FCC Threatens Internet’s Level Playing Field

In my 2002 book, Cybering Democracy: Public Space and the Internet,  I proposed that the Internet was not only a public space, but also ripe for social interaction and democratic participation. I argued that the Internet’s inherent structure — standards by which web sites are created, the way traffic flows, the way information is distributed and equally accessible — all create a level playing field. This above all is what I love about the Internet and why I’ve enjoyed having it as my playing field and also as the place where I do some of my work and where I share some of my writing. The issue of ‘Net Neutrality’ is about protecting that level playing field, about treating all information as equal.

In proposing to allow cable companies and other Internet service providers (ISPs) to create two-tier web traffic flows, the FCC is threatening to dismantle that structure. When you force content providers to pay more to have their data put on the Internet fast lanes, you redefine the Internet’s public space. That’s why the FCC ruling is fundamentally anti-democratic.

Twenty years from now, this contest will be moot. Wireless connectivity is becoming more prevalent every day and other infrastructures for P2P communications that are being developed now will grow like weeds. These are the virtual places to which the unruly and the will-not-be-ruled will naturally gravitate. Even now, the corporate giants trying to pass their greed off as sound network management are gasping their last breath.

So why bother entering the fray? Because twenty years is a long time to wait. A lot can happen in the next two decades to widen that gap between the haves and the have-nots. Democracy isn’t something we Americans — or any citizens — have. It’s something you have to work at and maintain. The idea, furthermore, that the U.S. is an exemplar is about as far-fetched as the notion that the Electoral College is a democratic institution or that lobby groups and campaign financing are about giving citizens a voice.

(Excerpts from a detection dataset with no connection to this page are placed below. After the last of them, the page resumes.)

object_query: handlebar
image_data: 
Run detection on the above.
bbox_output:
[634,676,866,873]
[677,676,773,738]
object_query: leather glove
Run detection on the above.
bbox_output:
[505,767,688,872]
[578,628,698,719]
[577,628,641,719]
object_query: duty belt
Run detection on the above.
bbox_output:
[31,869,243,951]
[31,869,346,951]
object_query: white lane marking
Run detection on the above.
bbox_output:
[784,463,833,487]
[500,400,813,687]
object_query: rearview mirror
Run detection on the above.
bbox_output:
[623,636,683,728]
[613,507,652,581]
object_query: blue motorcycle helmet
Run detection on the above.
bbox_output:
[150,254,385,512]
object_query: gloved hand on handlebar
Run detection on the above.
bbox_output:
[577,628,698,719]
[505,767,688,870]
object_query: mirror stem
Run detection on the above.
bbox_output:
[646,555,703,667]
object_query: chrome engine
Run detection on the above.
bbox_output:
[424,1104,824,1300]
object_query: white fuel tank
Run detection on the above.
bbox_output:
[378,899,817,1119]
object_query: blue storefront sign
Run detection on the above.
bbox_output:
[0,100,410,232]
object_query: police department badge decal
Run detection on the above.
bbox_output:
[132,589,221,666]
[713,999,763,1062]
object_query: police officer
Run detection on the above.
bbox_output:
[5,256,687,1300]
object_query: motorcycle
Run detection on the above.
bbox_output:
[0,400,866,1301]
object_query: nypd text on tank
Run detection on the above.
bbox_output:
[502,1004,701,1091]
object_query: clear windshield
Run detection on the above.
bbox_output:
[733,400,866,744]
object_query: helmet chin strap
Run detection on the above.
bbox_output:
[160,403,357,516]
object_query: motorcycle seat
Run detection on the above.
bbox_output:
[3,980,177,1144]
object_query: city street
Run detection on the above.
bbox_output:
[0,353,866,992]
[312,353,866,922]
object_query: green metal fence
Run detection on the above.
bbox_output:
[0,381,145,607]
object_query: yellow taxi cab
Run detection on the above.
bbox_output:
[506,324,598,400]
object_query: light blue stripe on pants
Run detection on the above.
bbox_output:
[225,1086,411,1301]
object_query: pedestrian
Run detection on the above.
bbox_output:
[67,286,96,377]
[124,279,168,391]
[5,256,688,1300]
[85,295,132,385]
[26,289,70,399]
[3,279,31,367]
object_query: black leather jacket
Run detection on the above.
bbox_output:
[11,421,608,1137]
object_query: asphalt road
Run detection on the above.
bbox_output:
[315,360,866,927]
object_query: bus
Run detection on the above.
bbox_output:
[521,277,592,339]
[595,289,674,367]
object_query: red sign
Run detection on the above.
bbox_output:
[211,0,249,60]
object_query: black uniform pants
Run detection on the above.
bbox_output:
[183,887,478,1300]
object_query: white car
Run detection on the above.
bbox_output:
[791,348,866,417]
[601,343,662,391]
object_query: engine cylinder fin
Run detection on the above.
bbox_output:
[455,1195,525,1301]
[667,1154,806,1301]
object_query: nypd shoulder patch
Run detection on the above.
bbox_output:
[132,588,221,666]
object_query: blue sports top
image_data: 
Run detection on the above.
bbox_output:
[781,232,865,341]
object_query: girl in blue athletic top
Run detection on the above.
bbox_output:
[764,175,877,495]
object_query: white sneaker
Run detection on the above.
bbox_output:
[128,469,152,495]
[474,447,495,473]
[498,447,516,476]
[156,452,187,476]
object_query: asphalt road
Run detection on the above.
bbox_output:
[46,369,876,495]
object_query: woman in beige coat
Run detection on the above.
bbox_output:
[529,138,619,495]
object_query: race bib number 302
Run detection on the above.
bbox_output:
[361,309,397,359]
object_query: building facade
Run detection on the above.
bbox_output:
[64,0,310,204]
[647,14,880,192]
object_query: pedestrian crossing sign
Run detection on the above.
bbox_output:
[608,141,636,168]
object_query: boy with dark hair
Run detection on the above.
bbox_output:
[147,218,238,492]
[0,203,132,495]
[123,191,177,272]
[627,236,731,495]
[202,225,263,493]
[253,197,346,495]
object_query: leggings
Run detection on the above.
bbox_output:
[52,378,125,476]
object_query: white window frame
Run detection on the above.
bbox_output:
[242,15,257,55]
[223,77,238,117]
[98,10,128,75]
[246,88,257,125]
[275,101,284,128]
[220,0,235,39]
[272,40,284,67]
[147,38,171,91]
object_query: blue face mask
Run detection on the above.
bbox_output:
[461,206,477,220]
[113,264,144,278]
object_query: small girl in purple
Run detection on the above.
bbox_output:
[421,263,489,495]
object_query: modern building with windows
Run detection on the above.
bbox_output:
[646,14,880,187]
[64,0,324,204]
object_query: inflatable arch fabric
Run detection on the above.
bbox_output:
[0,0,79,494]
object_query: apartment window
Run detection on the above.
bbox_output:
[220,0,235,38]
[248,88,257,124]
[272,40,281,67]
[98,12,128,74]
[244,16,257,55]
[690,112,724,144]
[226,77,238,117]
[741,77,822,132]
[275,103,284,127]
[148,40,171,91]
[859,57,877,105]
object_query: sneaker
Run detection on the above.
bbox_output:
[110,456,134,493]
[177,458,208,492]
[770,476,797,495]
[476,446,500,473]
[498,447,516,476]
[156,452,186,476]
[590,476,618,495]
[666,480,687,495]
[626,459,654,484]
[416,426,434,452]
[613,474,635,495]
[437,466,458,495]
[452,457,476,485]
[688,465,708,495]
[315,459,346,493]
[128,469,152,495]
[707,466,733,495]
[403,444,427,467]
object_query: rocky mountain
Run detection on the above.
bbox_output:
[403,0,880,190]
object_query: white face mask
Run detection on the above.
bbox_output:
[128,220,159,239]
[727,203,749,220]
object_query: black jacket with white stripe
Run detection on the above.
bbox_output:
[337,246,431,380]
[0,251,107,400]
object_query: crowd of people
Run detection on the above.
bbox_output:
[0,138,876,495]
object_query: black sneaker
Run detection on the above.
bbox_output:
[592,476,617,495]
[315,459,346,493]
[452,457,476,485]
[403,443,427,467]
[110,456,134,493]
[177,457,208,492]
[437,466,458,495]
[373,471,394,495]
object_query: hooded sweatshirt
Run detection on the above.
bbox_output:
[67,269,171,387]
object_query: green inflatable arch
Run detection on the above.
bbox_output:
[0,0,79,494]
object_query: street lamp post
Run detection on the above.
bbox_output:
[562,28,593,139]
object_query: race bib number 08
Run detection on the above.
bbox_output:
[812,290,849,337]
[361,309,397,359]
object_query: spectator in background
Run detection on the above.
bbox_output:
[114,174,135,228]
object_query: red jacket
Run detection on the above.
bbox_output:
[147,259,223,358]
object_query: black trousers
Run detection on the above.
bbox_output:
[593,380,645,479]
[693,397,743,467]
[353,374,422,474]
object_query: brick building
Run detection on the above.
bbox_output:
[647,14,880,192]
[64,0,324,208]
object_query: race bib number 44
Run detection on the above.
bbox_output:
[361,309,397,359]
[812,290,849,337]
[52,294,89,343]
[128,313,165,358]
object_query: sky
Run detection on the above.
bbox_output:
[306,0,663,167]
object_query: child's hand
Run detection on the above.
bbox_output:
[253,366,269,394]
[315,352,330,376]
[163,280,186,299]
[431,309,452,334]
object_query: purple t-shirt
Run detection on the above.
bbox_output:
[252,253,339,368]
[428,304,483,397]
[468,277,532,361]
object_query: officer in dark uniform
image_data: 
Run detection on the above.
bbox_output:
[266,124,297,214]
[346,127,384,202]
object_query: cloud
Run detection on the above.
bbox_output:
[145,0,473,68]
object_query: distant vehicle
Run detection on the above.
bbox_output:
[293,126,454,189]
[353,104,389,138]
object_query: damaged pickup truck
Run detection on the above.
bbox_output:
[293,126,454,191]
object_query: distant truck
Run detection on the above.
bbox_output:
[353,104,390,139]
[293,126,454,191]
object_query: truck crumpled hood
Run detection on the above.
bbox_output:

The tragedy of being an American citizen is that instead of moving closer to the ideal of democracy, we are every day being driven back from it. The FCC ruling allowing ISPs to throttle back speeds for non-payers is one of those policies that is driving us back. Anyone who says this ruling isn’t anti-democratic is either a liar or an idiot. That claim is as disingenuous as pretending that cable companies aren’t telecommunications services.

John Oliver’s funny take on the issue comes just short of calling the ruling what it is — a form of government sanctioned extortion by Comcast, Time-Warner, and other monopolies. You also have to love the way he calls out the trolls and directs them over to the FCC website to leave comments.

I don’t know if those comments will make a difference. And I’m optimistic that eventually it won’t matter. But it matters for now. Net Neutrality isn’t just a vague concept. It’s about democracy, stupid!